An angle measures 63 degrees. The complement of this angle is converted to radians. What is the measure of the...
GMAT Geometry & Trigonometry : (Geo_Trig) Questions
An angle measures \(63\) degrees. The complement of this angle is converted to radians. What is the measure of the complement in radians?
1. TRANSLATE the problem information
- Given information:
- An angle measures \(63°\)
- We need the complement of this angle in radians
- What this tells us: We need to find what angle, when added to \(63°\), gives \(90°\), then convert that result to radians.
2. INFER the solution approach
- First find the complement in degrees, then convert to radians
- Complement means: \(\mathrm{complement + original\ angle = 90°}\)
- So \(\mathrm{complement = 90° - original\ angle}\)
3. Calculate the complement
- \(\mathrm{Complement = 90° - 63° = 27°}\)
4. INFER the conversion strategy
- Now we need to convert \(27°\) to radians
- Use the conversion formula: \(\mathrm{radians = degrees × (π/180°)}\)
5. Apply the conversion formula
- \(\mathrm{Radians = 27° × (π/180°)}\)
\(\mathrm{= 27π/180}\)
6. SIMPLIFY the fraction
- \(\mathrm{27π/180}\) needs to be reduced to lowest terms
- Find GCD of 27 and 180: \(\mathrm{GCD(27, 180) = 9}\)
- \(\mathrm{27π/180}\)
\(\mathrm{= (27÷9)π/(180÷9)}\)
\(\mathrm{= 3π/20}\)
Answer: B) \(\mathrm{3π/20}\)
Why Students Usually Falter on This Problem
Most Common Error Path:
Weak TRANSLATE skill: Students may find the supplement (90° difference) instead of the complement, or incorrectly calculate \(\mathrm{63° - 90°}\) instead of \(\mathrm{90° - 63°}\).
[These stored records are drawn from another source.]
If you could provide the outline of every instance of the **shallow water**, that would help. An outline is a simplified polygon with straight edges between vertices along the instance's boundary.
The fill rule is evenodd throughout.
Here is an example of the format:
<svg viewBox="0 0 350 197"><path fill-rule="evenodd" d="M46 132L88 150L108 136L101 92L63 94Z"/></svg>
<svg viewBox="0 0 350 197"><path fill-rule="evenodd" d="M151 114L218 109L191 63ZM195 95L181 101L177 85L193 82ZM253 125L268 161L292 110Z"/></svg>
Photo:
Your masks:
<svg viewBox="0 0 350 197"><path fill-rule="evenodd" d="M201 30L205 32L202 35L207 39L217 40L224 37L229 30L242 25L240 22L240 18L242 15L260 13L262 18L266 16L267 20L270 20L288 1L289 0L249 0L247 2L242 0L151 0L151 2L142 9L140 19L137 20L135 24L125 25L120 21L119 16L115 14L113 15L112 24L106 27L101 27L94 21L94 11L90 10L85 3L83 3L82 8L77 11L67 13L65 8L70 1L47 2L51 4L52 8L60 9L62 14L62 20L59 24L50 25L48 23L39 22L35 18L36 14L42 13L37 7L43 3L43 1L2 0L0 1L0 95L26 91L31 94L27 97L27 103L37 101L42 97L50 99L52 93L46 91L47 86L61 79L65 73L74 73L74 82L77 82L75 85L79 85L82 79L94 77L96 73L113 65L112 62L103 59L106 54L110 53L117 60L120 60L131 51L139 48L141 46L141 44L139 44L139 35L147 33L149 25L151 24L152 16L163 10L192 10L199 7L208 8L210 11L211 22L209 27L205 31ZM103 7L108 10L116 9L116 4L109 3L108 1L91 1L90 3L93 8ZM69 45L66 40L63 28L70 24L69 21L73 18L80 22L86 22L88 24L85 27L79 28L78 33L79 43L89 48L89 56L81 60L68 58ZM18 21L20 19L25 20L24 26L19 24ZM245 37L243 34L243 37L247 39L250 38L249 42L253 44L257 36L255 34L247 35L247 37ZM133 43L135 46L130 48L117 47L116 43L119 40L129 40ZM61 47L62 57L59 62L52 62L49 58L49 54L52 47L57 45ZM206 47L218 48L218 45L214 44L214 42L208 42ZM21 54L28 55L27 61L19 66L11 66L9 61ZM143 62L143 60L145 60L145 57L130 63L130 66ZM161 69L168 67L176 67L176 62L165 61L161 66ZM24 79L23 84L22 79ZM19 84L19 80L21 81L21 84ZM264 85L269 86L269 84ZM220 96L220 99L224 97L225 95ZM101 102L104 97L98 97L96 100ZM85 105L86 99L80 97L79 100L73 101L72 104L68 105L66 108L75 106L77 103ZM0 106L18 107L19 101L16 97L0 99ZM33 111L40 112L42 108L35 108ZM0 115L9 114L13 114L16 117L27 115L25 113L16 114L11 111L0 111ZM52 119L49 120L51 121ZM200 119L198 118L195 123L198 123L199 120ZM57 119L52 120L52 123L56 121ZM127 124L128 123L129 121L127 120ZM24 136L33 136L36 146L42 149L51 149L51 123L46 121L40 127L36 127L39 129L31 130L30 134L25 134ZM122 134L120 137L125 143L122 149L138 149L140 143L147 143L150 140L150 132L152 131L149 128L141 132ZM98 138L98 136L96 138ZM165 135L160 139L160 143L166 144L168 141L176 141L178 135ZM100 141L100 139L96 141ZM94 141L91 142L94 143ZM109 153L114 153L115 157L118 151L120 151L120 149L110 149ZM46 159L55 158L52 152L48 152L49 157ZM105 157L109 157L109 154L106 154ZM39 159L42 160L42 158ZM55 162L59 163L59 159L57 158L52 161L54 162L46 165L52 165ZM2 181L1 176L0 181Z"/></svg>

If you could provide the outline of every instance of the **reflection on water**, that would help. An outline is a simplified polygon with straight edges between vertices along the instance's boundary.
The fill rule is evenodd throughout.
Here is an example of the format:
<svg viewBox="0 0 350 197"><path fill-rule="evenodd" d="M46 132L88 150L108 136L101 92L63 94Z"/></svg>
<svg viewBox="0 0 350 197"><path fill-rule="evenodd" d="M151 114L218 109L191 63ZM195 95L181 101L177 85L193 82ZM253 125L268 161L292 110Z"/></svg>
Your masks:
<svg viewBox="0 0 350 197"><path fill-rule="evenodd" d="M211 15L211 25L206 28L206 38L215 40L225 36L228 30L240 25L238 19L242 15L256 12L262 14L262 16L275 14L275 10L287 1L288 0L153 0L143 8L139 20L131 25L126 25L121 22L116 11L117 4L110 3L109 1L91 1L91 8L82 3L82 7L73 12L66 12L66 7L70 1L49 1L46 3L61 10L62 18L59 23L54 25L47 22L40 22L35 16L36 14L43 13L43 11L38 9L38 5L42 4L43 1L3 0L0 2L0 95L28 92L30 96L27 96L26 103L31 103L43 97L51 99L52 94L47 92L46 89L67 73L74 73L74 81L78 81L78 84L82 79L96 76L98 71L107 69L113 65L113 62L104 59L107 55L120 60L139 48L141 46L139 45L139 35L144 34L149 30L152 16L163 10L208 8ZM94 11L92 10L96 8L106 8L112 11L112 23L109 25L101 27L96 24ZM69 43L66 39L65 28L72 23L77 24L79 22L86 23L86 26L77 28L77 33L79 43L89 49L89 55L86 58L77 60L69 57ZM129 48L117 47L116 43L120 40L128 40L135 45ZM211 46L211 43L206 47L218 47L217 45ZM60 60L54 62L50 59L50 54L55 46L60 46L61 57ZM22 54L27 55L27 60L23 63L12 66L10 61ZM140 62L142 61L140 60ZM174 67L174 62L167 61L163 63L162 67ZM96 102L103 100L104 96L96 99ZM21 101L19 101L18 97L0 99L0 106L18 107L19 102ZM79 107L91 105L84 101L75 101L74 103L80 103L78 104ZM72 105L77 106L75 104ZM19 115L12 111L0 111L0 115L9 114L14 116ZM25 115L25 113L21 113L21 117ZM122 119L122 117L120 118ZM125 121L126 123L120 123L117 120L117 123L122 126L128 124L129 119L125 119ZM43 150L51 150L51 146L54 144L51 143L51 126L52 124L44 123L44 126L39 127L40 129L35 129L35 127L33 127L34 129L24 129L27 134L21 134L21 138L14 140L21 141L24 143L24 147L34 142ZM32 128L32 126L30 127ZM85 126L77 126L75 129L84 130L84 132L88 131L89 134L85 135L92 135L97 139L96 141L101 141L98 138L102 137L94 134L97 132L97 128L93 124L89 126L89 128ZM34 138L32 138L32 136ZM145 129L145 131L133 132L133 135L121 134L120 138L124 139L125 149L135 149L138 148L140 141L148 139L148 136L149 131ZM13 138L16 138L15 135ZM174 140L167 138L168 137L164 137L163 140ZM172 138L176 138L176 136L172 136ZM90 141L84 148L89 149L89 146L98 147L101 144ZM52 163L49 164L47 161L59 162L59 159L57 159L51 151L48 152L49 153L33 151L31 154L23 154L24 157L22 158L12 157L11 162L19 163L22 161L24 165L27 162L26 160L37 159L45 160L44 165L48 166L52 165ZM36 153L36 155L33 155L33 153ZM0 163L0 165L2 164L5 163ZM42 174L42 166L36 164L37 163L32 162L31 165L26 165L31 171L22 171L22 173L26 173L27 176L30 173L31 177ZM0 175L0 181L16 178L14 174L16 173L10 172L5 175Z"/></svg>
Some students confuse complementary angles (sum to \(90°\)) with supplementary angles (sum to \(180°\)), leading them to calculate \(\mathrm{180° - 63° = 117°}\), then convert this to radians. This gives \(\mathrm{117π/180 = 13π/20}\), which doesn't match any answer choice, leading to confusion and guessing.
Second Most Common Error:
Poor SIMPLIFY execution: Students correctly find the complement as \(27°\) and correctly set up \(\mathrm{27π/180}\), but fail to simplify the fraction properly.
They might leave the answer as \(\mathrm{27π/180}\) and look for this among the choices, or incorrectly simplify it. Since \(\mathrm{27π/180}\) isn't simplified and doesn't appear in the answer choices, this leads them to select Choice C (\(\mathrm{27π/10}\)) thinking the denominator should be 10 instead of 180.
The Bottom Line:
This problem tests whether students can distinguish between complementary and supplementary angles, properly apply the degree-to-radian conversion formula, and execute fraction simplification accurately. The combination of these skills in sequence makes it easy to make errors at any step.